Margarete Buber-Neumann, a German communist, was handed by the Soviets to the Gestapo in 1940 after surviving a Soviet Gulag camp, then held as a political prisoner in the main Ravensbrück camp for five years. She is among the rare figures to have testified publicly to enduring both the Soviet and Nazi camp systems. Inside Ravensbrück she became closely associated with fellow prisoner Milena Jesenská. Her postwar testimony helped expose the parallels between the two systems, and she lived until 1989.
Germaine Tillion
1907 to 2008
French ethnographer and resistance member; survivor.
Germaine Tillion was a French ethnologist and member of a Musée de l'Homme resistance network who was arrested in 1942 and deported to the main Ravensbrück camp in October 1943. While imprisoned she carried out a clandestine study of the camp's workings from within. Her mother, also held at Ravensbrück, was killed there in early 1945. Tillion was freed in spring 1945 through the Swedish Red Cross rescue, became a prominent postwar intellectual, and lived until 2008; she was later honored at the Panthéon.
Wanda Półtawska
1921 to 2023
Survivor; victim of the medical experiments (one of the 'Rabbits').

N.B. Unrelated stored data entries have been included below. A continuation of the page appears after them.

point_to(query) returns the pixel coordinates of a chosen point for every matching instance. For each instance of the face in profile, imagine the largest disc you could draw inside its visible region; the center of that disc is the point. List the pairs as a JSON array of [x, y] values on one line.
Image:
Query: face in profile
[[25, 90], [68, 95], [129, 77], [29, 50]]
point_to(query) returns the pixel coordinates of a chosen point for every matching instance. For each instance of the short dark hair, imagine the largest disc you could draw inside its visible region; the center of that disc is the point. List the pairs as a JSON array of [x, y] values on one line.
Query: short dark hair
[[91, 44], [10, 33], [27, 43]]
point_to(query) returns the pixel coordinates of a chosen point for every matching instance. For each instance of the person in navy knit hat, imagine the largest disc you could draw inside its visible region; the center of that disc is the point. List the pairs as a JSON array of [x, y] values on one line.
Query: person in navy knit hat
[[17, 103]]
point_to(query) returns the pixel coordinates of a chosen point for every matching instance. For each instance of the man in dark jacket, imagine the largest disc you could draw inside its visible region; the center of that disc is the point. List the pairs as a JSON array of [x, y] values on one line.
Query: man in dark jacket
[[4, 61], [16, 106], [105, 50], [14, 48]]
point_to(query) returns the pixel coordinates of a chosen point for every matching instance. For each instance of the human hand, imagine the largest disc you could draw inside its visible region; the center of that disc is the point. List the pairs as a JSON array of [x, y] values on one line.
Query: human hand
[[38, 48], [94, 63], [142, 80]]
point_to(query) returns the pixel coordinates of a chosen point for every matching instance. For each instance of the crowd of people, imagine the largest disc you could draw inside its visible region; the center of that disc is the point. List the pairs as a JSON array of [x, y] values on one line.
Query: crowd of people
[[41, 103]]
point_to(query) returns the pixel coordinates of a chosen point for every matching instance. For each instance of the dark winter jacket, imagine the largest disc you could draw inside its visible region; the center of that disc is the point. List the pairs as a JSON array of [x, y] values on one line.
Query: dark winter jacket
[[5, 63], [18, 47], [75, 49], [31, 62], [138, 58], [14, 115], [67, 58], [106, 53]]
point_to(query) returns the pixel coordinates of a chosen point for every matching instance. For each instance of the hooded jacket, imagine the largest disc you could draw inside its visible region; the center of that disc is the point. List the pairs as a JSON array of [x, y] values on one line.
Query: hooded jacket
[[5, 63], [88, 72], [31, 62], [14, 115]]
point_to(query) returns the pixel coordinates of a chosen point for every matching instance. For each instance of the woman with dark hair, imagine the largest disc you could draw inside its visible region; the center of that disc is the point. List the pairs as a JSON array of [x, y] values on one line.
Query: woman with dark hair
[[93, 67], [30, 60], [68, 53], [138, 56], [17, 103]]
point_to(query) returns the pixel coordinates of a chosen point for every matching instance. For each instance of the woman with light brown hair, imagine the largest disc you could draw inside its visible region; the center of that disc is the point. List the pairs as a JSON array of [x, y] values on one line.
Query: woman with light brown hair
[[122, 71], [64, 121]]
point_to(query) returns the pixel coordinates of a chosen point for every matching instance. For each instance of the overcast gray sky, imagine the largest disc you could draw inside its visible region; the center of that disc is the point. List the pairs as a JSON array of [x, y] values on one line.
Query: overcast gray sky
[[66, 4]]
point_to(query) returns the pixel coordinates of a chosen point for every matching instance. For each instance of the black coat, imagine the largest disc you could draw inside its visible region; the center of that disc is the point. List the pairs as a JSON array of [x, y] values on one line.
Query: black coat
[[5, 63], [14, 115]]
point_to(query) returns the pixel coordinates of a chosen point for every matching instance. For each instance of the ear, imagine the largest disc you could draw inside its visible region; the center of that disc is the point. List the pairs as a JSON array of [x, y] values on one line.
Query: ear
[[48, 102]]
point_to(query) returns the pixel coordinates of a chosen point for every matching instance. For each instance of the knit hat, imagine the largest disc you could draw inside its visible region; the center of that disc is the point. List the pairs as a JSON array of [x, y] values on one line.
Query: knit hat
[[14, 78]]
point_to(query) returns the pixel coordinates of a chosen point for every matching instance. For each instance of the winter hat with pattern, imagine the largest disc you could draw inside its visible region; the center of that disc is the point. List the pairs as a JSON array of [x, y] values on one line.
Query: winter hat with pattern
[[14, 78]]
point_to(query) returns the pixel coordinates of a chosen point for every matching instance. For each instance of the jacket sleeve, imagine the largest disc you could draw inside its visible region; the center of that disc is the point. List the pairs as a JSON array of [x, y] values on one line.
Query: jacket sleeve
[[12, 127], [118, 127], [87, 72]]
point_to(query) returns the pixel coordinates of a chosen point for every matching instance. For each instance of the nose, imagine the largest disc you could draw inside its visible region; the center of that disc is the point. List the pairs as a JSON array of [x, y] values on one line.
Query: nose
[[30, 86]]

Wanda Półtawska, a young Pole arrested in 1941 for aiding the resistance, was imprisoned in the main Ravensbrück camp, where she was among the women subjected to the sulfanilamide and bone experiments and known as the 'Rabbits.' She survived roughly four years and evaded a planned execution near the war's end. She later became a physician and a member of the Pontifical Academy for Life, and a longtime friend of Karol Wojtyła, the future Pope John Paul II. She died in Kraków in 2023, shortly before her 102nd birthday.
Olga Benário Prestes
1908 to 1942
German communist prisoner, murdered.
Olga Benário Prestes was a German-born communist from a Jewish family in Munich who, after political activity that took her to Brazil, was deported back to Nazi Germany and confined as a political prisoner. She was sent on an early transport to the main Ravensbrück camp in 1939. In 1942 she was removed from the camp and killed at the Bernburg facility. In postwar East Germany she was held up as a model of the woman revolutionary.